Cigarette sales declined more than 20 percent since tobacco companies reached a $246 billion settlement with the states in 1998. The pact required companies to reimburse states for the billions of dollars they spend treating smoking-related illnesses. Sales were 378 billion last year, a 4.2 percent drop from 2004, association leaders said, using data from cigarette taxes.
The association said the settlement drove up cigarette prices, which in part led to the decline in sales.
Local health directors agree that high prices serve as a deterrent to teens. “Data shows that a tax increase does affect the use of tobacco,” said Betty Mallen, the Hancock County (Iowa) Public Health Director. “If we raise taxes, many kids won't be able to afford cigarettes,” she told the Britt News-Tribune. “Anything we can do to prevent them from starting means we don't have to help them quit.”
Other reasons for the drop in sales are limits on cigarette advertising and a negative image of cigarette smoking, the attorneys general association said.
"I think we're reaching a tipping point, where the image of tobacco is that it's unhealthy and dangerous, and not glamorous like years ago or neutral like the cigarette companies say now," Tom Miller, Iowa's attorney general, told the Washington Post.
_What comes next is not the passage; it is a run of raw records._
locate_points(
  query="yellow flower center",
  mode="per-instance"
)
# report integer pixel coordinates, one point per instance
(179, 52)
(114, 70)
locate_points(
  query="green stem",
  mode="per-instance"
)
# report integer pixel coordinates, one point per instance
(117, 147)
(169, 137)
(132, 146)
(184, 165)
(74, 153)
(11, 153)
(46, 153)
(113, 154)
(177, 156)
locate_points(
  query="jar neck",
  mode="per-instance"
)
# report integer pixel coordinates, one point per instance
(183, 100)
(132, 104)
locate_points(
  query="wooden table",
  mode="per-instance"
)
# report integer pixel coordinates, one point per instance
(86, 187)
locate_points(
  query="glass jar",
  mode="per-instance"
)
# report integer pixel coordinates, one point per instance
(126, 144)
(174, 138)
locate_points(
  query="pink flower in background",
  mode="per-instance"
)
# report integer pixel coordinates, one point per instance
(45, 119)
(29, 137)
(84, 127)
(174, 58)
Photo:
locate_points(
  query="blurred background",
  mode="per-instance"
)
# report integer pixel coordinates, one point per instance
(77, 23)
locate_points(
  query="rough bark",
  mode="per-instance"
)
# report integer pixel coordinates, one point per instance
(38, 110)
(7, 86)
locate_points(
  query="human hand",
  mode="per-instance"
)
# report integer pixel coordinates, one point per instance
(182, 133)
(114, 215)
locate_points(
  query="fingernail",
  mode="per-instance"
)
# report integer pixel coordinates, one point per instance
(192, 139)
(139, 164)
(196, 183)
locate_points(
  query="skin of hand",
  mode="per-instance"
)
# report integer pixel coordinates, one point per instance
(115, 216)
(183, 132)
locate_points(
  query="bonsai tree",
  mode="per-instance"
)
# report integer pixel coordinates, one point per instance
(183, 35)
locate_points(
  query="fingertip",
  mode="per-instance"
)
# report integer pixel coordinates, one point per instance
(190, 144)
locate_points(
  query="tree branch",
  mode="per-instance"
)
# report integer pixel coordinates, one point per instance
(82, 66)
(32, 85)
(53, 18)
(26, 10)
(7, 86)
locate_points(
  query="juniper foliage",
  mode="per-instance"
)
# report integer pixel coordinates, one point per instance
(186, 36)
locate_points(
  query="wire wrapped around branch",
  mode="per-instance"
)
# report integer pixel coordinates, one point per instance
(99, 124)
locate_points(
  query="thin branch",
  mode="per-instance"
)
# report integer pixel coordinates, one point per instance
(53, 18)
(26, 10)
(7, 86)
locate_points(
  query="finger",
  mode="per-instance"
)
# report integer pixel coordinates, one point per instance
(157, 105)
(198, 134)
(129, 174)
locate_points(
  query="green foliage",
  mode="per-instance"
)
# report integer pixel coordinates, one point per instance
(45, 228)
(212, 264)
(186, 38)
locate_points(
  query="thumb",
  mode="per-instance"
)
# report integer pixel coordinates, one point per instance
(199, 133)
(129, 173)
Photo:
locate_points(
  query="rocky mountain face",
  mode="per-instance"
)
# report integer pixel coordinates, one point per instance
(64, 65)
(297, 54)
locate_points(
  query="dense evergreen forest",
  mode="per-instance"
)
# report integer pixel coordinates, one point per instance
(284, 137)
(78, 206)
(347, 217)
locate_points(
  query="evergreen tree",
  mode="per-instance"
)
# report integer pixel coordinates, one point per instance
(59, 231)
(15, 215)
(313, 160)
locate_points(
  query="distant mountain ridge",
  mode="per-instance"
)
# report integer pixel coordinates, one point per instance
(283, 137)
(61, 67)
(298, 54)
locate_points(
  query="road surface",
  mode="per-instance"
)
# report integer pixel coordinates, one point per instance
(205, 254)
Miller is co-chairman of the National Association of Attorneys General's tobacco committee.
Various states and local governments are considering cigarette tax increases or other legislation.
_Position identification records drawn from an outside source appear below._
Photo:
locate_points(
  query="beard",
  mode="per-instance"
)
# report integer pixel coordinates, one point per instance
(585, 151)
In Missouri, a proposed constitutional amendment would dedicate part of a tobacco tax increase to requiring licensure of tobacco retailers and hiring enforcement agents and clerks. Missouri, Minnesota and Wyoming are the only states that don't license tobacco retailers. Minnesota allows cities to do the licensing.
"They're not licensed presently, so we don't even have a good idea who is retailing cigarettes and tobacco products to the public," Pete Lobdell, supervisor of Missouri's Division of Alcohol and Tobacco Control, told the Associated Press. "If you don't have them identified, it's hard to keep track of the criminals who are selling tobacco products."
In Mississippi, the House has sent a second bill to Gov. Haley Barbour that would cut taxes on groceries and increase them on cigarettes. Barbour vetoed the first bill. The latest bill would cut the 7 percent grocery tax in half, while increasing the cigarette excise tax to 80 cents a pack this July 1 and then to $1 a pack a year later. The excise tax is currently 18 cents a pack.